GCP/Dataproc/BigQuery/Data Studio/Apache Spark/Amazon S3/Climatology/Climate Change
Explore & Visualize 200+ Years of Global Temperature
Visualize observable changes in global temperature using NOAA’s historical weather data, Apache Spark, BiqQuery, and Data Studio
--
We have all read about and experienced the effects of climate change every day around us. We have seen numbers like: The current global average temperature is 0.85ºC higher than it was in the late 19th century, and each of the past three decades has been warmer than any preceding decade since records began in 1850*.
I got curious about how climatologists determine these numbers. There is a whole lot of research going on in this area. I came across one important weather dataset from NOAA that is widely used in research.
In this blog, I will explain how I performed some simple analysis and visualized important patterns from NOAA’s historical weather data.
There are lots of insights that can be gained from this dataset. Keep reading to learn how you can do your own weather analyses using free cloud resources and open source technologies.
Prerequisite:
We will need AWS credentials to read from a public S3 bucket, as well as a GCP account to analyze the dataset on Google cloud.
- Create AWS IAM user credentials to read NOAA data in Amazon S3
Sign up with AWS free tier if you don’t have an AWS account, and then follow the instructions to Create IAM user
Grant your user AmazonS3ReadOnlyAccess
Create an access key for your user. (Note down your Access Key ID and Secret access key. We will provide these credentials to our spark job.)
2. Create a GCP account if you don’t have one
GCP Free Tier — Free Extended Trials and Always Free | Google Cloud
Once you signed up and logged in to the GCP console. Activate Cloud Shell by clicking on the icon highlighted in the below screenshot. Cloud Shell provides command-line access to a virtual machine instance, and this is where we are going to set up our use case. (Alternatively, you can also do this on your laptop terminal)
For the source code, here is the GitHub project.
Now that we have our AWS and GCP credentials, let's get started.
Set up your GCP Data Lake
To set up our GCP environment, we will need to perform the following:
- Create a project
- Enable billing(will still be in the free tier)

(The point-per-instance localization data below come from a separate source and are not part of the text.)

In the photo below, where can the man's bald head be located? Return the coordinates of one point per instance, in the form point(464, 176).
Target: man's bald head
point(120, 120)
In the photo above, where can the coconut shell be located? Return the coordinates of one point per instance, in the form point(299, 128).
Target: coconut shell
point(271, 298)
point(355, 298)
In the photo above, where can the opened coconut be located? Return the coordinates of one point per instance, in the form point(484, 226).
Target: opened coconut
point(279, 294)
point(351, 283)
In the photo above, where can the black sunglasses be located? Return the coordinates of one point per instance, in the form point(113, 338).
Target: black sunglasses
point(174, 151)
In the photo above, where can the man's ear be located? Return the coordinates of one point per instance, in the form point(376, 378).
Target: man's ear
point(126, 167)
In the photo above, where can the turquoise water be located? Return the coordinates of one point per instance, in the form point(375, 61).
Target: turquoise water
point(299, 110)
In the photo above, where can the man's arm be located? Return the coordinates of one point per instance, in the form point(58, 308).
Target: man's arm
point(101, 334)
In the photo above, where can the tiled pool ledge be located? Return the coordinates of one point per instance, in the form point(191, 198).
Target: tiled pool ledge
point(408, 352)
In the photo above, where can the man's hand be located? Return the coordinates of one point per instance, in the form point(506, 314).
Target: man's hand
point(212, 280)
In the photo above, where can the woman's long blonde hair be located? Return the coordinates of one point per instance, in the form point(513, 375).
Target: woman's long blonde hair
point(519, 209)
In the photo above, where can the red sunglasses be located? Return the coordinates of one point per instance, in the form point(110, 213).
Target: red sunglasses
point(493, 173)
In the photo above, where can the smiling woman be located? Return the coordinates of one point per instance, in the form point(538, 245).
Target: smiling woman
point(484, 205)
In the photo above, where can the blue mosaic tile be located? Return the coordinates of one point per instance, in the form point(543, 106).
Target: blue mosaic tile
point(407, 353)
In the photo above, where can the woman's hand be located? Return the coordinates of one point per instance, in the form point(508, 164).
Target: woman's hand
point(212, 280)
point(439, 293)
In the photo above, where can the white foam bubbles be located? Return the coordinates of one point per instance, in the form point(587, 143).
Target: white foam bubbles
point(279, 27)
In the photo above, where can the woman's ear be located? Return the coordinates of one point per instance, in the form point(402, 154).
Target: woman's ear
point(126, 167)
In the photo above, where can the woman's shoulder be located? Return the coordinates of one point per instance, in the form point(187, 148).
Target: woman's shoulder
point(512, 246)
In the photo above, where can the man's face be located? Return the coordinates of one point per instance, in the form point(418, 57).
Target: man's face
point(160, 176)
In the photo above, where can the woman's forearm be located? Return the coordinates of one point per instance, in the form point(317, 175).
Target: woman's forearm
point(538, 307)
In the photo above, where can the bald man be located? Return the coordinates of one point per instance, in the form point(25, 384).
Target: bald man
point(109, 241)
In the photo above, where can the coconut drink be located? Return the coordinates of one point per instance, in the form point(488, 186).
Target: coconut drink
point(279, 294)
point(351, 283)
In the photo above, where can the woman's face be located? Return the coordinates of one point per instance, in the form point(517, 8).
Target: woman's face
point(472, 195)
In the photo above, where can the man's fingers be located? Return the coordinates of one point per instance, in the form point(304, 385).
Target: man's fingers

- Enable Dataproc and BigQuery Services
- Create a google cloud storage bucket
- Create a BigQuery Dataset
- Create a Dataproc cluster
To perform the above tasks:
Check out my project ghcn-daily-analysis on GitHub, and execute the data lake creation script, as shown below.
On your google cloud shell, run the below commands.
Here is how the output will look like
So far so good. Next, let's get the data into BigQuery.
Load NOAA Global Historical Climatology Network Daily(GHCN-D) from Amazon S3 to BigQuery
To copy NOAA GHCN-D data from public Amazon S3 to your Google Bigquery instance, follow the below two steps.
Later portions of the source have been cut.